Banks introduced the Citizenship Act Monday — legislation that would define illegal aliens and birth tourists as “invaders” under federal law, stripping their American-born children of automatic citizenship. The legal hook he’s using is elegant and comes straight from the pen of Justice Brett Kavanaugh himself.
Here’s how it works. When the Court ruled 6-3 in Trump v. Barbara that birthright citizenship is protected by the 14th Amendment, five justices held that the Amendment itself guarantees citizenship to children born here to parents who are unlawfully present. Kavanaugh supplied the sixth vote — but on narrower statutory grounds. Crucially, Kavanaugh’s concurrence explicitly suggested that Congress could amend federal law to create additional exceptions to birthright citizenship beyond those currently recognized. He didn’t close the door. He left it open, described its dimensions, and essentially drew a map to it.
Banks read that concurrence carefully.
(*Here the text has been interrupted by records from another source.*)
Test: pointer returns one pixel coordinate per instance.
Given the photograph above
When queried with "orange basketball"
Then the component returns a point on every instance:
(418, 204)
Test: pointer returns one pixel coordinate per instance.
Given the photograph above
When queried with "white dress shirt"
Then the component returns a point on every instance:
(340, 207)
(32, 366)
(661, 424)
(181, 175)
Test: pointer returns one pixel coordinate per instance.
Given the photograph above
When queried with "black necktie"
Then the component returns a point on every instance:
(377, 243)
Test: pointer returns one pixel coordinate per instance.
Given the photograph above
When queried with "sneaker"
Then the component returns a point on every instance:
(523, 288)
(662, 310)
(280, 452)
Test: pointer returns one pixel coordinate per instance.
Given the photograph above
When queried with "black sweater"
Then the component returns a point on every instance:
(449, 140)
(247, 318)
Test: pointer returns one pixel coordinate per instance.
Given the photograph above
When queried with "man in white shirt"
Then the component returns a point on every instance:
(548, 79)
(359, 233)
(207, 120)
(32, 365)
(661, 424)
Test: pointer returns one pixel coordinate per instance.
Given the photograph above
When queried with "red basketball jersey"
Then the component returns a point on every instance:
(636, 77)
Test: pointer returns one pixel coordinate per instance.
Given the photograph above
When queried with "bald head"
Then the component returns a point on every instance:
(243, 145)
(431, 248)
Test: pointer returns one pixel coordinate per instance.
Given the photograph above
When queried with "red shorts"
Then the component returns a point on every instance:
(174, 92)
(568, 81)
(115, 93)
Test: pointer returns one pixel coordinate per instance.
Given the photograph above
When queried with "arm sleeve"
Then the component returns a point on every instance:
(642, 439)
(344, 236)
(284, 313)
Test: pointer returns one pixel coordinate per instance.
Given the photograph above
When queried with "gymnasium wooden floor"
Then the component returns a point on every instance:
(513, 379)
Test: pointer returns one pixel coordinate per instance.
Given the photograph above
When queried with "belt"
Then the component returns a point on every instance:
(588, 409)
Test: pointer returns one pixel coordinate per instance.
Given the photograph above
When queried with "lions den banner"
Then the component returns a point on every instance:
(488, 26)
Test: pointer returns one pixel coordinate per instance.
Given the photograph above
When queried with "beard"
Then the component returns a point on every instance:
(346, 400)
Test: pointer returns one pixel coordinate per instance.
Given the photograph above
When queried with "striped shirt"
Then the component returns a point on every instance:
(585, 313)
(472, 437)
The result is legislation that would codify Trump’s invasion declaration into statute and amend the Immigration and Nationality Act to exclude children of “invaders” from automatic citizenship — drawing directly on the historical exception that even the Court’s majority acknowledged existed for children of enemy combatants and hostile forces. Wong Kim Ark, the foundational 1898 case establishing birthright citizenship, carved out exactly this exception. Congress never needed to invoke it before. Banks is invoking it now.
Let’s be direct about what this bill actually does and doesn’t do. It is not a clean end-run around the Court’s ruling. The five-justice majority held that the 14th Amendment itself — not just federal statute — protects birthright citizenship for children born here to illegal aliens. Banks’ bill would therefore set up a direct constitutional confrontation rather than neatly sidestep what the Court decided. If it passes and is challenged, the question of whether Congress can define illegal entry as “invasion” sufficient to trigger the carve-out goes right back to the Supreme Court.
That fight is worth having. The alternative — accepting that the 14th Amendment permanently and irrevocably grants automatic citizenship to every child born on American soil regardless of their parents’ legal status or national allegiance — is a reading of the Constitution that the Founders could not possibly have intended and that no other serious democracy on earth has adopted.
While the legislative battle plays out, the DOJ’s crackdown on birth tourism operations is already underway. Billboards advertising American citizenship for $4,000 are coming down. Criminal enterprises profiting from the scheme are being prosecuted. The Court ruling was a setback on one front. The war has multiple fronts.
Banks just opened another one. It’s the right move — legally serious, constitutionally grounded, and directly responsive to what the Court actually said.
The door Kavanaugh left open is worth walking through.